At the turn of the 20th Century, most of the world still remained in the rural, agrarian phase of development—what Alvin Toffler terms the First Wave—that characterized human society for the previous 10,000 years. America was mostly frontier spotted with family farms. Horse-drawn carts and hitching posts were familiar sights in American towns. There were only 10 miles of concrete road in the entire country. Sixty percent of the population lived in rural areas, most of which were not even formed communities, in simple, poorly constructed single-storied homes. Large bands of unattached men roamed the country in search of employment. The most important products of the US economy were horse-drawn buggies, hairpins, bicycles, and horseshoes. The average life span was 49 years, less than two-thirds of what it is today. In 1870 only one doctoral degree was conferred in the entire country compared to 36,000 in 1990. Lanterns, candles, gas and oil lamps were the prevalent forms of lighting. The USA had only one power plant producing 5000 horsepower compared with more than 10,000 power plants producing three trillion kilowatt hours today. Less than 2% of the population had telephones. There were only 8000 automobiles in the entire country. Silk stockings were the most popular consumer product. Women did not yet have the right to vote.

Some parts of Western Europe were more developed than North America in the late 19th century, but the level of urbanization was about the same and rural life everywhere had much the same complexion. In 1870 there were only eight cities in all of Germany. In many parts of the world, only 10 to 20% of the people lived in urban communities. Large portions of the world population, including the entire Indian subcontinent and most of Africa, remained under foreign colonial rule. Democratic forms of government were a rare exception and no democratic country had yet extended voting rights to women. Large-scale famines were still common in the world’s two most populous nations, China and India. Life expectancy in most countries was less than one-half current levels. The ideal of secular, compulsory education had gained acceptance in the most progressive countries of Europe: Britain and Japan both introduced national systems of secular elementary education in the 1870s. But in other parts of the world, the vast majority of people still could not read or write. Banks began to proliferate in Europe only toward the end of the 19th Century. Coal, iron, steel and textiles were the world’s major industrial exports.

The 1997 UNDP Human Development Report observed that over the past 50 years the world has made greater progress in eradicating poverty than during the previous 500. Around the globe, life expectancy is climbing, infant mortality is declining, epidemic diseases are receding, famine is becoming extinct and education is becoming more widespread. The world’s average life expectancy is more than 66 years, about twice the average in 1900. Even among the least developed countries, it is now six years longer than it was in the USA in 1900. More than half the world’s adult population is now literate. Universal primary education has become a global standard.

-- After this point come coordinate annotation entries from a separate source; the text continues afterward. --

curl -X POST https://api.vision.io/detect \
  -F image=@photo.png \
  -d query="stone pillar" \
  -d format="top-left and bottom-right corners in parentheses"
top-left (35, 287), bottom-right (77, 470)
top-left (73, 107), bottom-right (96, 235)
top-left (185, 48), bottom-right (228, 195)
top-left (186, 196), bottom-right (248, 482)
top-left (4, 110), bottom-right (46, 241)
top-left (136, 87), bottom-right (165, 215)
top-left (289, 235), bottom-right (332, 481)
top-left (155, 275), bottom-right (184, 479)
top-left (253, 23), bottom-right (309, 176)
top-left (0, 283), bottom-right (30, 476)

Most of these gains have been achieved since 1950. Since mid-century, average per capita income has tripled and average real per capita consumption in developing countries has doubled, despite a more than doubling of world population.

There is substantial evidence to suggest that today’s least developed countries could match and perhaps even exceed the accomplishments of the most advanced industrial nations within a much shorter time than it took for the original achievements. Beginning in 1780, it took the United Kingdom 58 years to double output per capita. The United States did it in 47 years, beginning in 1839. Japan accomplished the feat in only 24 years, beginning in the 1880s. But after the Second World War, Indonesia did it in 17 years, South Korea in 11 and China in 10. From 1960 to 1990 real per capita standards of living based on purchasing power parity multiplied twelve-fold in South Korea, seven-fold in Japan, more than six-fold in Egypt and Portugal, and well above five-fold in Indonesia and Thailand. Some of these gains have been wiped out by the recent international financial crisis, but if we can draw appropriate lessons from that experience, comparable accomplishments should be possible for every country.

            These global achievements mask considerable differences in the levels of development within and between countries. More than one and a quarter billion people still live in absolute poverty. Disparities between haves and have nots are widening. They also mask significant problems, such as environmental pollution, urban congestion and crime, that have been either a result or concomitant aspects of rapid global development. Nevertheless, viewed globally in a historical perspective, the accomplishments of the last 100 years are without precedent.

Catalysts of Development

The purpose of our inquiry was not to assess the actual achievements of the 20th Century, but rather to ponder the potential achievements of the 21st. Nevertheless, the discussion began by looking backwards to identify the forces responsible for the achievements of the last century and to determine whether the same forces will be more or less prevalent, as well as more or less relevant, to the process of human development in future. How then are we to account for the phenomenal achievements of the past 50 to 100 years? Many factors have been identified that have contributed to these accomplishments, but underlying them all is one central thread and compelling force. They all reflect a fundamental change in attitude. Humanity is no longer satisfied with a low level or slow pace of development. Society the world over has decided that it wants to live more comfortably, more intelligently and more progressively now. The force of that decision, which we have described elsewhere as the power of conscious human choice for unfailing success, began as a subconscious movement of the collective late in the last century and has now matured into an unrelenting insistent seeking by the society-at-large. This fundamental change has its expressions in all fields of social life and gives rise to a cluster of interrelated factors that in combination are essential conditions and powerful catalysts of the development process.

Peace

Any evaluation of development potentials needs to take into account the influence of internal and external social stability on social progress. War is a destroyer of development. It physically demolishes what society has accomplished. Although countless wars have been fought within countries and within regions in the past half century leading to enormous loss of life and waste of resources, the world as a whole has avoided the catastrophic consequences of large scale, international conflicts that devastate the productive capabilities of people across entire continents and paralyze international commercial and economic activity.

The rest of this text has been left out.